Editorials

WSJ Columnist Jenkins Gets Works-Council Law Wrong

Benjamin Sachs

Benjamin Sachs is the Kestnbaum Professor of Labor and Industry at Harvard Law School and a leading expert in the field of labor law and labor relations. He is also faculty director of the Center for Labor and a Just Economy. Professor Sachs teaches courses in labor law, employment law, and law and social change, and his writing focuses on union organizing and unions in American politics. Prior to joining the Harvard faculty in 2008, Professor Sachs was the Joseph Goldstein Fellow at Yale Law School.  From 2002-2006, he served as Assistant General Counsel of the Service Employees International Union (SEIU) in Washington, D.C.  Professor Sachs graduated from Yale Law School in 1998, and served as a judicial law clerk to the Honorable Stephen Reinhardt of the United States Court of Appeals for the Ninth Circuit. His writing has appeared in the Harvard Law Review, the Yale Law Journal, the Columbia Law Review, the New York Times and elsewhere.  Professor Sachs received the Yale Law School teaching award in 2007 and in 2013 received the Sacks-Freund Award for Teaching Excellence at Harvard Law School.  He can be reached at [email protected].

In yesterday’s Wall Street Journal, Holman Jenkins weighs in on the VW-UAW discussions about a German-style works council at VW’s plant in Chattanooga, TN.  Although the automaker and the union have concluded that such a council would be legal in the U.S. only in an already-unionized workplace, Jenkins asserts that this conclusion is simply a “handy interpretation” and one that is “extremely questionable.”  Why?  Because, writes Jenkins, “[f]reedom of contract exists in America.”  And, as to federal labor law’s ban on employer interference with labor organizations, Jenkins says only that “the law can’t stop employees of a company from consulting with employees of a company about company matters.”

This is, to put it politely, a thin legal analysis.  It is true that, in general, we have freedom of contract in America.  But, whatever you think about its merits, the National Labor Relations Act makes a range of of workplace contracts illegal.  Perhaps the most obvious example is that in a unionized workplace an employer is prohibited from bargaining individual employment contracts with employees covered by a collective bargaining agreement.  More particularly relevant here, section 8(a)(2) of the Act makes it illegal for employers to establish, in non-union workplaces, a wide range of labor-management committees.  Over the last few decades, the NLRB has read 8(a)(2) as banning committees that: are established by management, involve employee participation, and deal with management on issues concerning wages, hours, or working conditions.  The leading case on the subject is Electromation.

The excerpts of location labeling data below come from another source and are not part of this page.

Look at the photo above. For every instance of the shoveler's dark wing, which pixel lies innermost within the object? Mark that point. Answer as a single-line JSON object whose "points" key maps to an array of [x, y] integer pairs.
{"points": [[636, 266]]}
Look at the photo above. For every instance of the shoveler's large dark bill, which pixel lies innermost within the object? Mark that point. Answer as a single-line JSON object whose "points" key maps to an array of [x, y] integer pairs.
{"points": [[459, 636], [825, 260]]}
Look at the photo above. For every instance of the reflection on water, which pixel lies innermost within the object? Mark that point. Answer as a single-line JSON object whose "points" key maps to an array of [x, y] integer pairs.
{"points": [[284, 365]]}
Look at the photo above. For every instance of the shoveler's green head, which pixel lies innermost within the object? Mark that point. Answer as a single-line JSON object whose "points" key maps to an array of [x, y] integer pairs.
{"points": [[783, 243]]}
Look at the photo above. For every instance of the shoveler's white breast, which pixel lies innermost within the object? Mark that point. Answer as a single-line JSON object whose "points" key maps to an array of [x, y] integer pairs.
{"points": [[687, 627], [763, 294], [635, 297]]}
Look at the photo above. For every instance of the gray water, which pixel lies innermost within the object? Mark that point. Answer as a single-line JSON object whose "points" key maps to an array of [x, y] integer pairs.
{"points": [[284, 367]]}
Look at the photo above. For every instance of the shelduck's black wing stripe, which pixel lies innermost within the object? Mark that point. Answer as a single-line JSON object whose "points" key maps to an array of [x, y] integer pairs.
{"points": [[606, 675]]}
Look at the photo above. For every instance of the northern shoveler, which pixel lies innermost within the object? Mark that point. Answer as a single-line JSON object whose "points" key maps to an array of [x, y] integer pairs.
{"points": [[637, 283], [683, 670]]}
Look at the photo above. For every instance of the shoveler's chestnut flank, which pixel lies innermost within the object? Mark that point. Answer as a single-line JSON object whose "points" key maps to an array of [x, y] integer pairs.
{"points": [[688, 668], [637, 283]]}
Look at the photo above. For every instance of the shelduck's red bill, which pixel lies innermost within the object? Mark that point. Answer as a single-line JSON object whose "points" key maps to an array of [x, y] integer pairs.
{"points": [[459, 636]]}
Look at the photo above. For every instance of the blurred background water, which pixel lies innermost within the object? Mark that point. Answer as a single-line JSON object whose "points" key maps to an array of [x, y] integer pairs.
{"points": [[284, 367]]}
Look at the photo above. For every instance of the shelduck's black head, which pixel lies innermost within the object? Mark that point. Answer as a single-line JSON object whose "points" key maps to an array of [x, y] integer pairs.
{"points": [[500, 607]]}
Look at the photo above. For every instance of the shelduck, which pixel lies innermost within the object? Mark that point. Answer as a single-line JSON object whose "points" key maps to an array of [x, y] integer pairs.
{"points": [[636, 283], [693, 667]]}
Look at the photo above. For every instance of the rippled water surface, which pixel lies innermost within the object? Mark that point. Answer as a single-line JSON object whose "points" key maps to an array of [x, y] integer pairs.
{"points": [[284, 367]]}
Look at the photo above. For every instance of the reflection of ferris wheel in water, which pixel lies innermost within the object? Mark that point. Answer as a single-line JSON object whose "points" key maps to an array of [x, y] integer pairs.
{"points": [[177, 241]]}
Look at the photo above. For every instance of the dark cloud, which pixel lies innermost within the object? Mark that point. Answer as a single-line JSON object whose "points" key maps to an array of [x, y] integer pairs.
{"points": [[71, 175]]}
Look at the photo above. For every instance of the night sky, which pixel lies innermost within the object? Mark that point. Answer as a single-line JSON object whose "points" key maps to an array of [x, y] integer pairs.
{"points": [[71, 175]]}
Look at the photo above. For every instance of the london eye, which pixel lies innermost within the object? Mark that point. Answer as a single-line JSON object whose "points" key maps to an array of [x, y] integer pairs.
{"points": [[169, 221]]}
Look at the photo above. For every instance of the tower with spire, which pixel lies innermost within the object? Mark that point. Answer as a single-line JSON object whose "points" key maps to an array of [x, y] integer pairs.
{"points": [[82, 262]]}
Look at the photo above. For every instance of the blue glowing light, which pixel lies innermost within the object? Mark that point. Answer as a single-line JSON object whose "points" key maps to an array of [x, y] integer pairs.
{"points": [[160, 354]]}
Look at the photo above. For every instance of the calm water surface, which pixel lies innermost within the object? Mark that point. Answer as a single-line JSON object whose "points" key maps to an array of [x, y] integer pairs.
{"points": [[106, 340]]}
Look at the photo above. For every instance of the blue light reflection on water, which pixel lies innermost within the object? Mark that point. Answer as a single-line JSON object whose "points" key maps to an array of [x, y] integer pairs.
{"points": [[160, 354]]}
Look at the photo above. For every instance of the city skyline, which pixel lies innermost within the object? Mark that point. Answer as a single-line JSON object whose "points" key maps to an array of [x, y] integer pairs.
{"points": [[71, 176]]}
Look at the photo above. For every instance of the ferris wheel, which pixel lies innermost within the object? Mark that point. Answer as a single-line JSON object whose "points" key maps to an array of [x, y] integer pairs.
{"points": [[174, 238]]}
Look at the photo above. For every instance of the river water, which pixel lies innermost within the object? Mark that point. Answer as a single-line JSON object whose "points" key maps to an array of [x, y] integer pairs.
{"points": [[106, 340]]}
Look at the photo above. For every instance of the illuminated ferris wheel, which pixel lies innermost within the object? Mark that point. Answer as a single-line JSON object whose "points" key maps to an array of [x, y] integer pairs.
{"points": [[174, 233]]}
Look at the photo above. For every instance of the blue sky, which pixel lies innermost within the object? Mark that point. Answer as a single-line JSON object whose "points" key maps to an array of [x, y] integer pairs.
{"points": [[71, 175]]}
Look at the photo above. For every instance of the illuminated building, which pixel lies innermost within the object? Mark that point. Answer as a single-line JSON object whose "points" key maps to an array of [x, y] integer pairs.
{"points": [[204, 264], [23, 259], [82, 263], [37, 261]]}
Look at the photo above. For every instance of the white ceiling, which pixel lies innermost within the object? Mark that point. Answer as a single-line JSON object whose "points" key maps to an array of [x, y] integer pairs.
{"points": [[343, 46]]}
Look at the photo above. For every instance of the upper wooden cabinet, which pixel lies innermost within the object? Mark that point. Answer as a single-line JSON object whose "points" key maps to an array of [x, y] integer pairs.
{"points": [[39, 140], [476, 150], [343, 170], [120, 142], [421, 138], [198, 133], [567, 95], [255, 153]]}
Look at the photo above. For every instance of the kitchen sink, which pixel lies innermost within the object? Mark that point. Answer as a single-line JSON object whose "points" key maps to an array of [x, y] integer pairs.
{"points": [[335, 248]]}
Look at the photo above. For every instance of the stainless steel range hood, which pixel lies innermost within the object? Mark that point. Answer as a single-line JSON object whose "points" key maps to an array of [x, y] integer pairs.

A works council that followed the German model would meet this definition easily and would be prohibited if established by management in a nonunion workplace.  If, as Jenkins suggests, VW just “set up” such a council, there’s really no doubt that the employer would violate federal labor law.

Whether or not the law ought to prohibit works councils in non-union settings is a different question, and probably one worth debating at another time.  But that the law currently does prohibit management from establishing works councils in non-union settings is clear.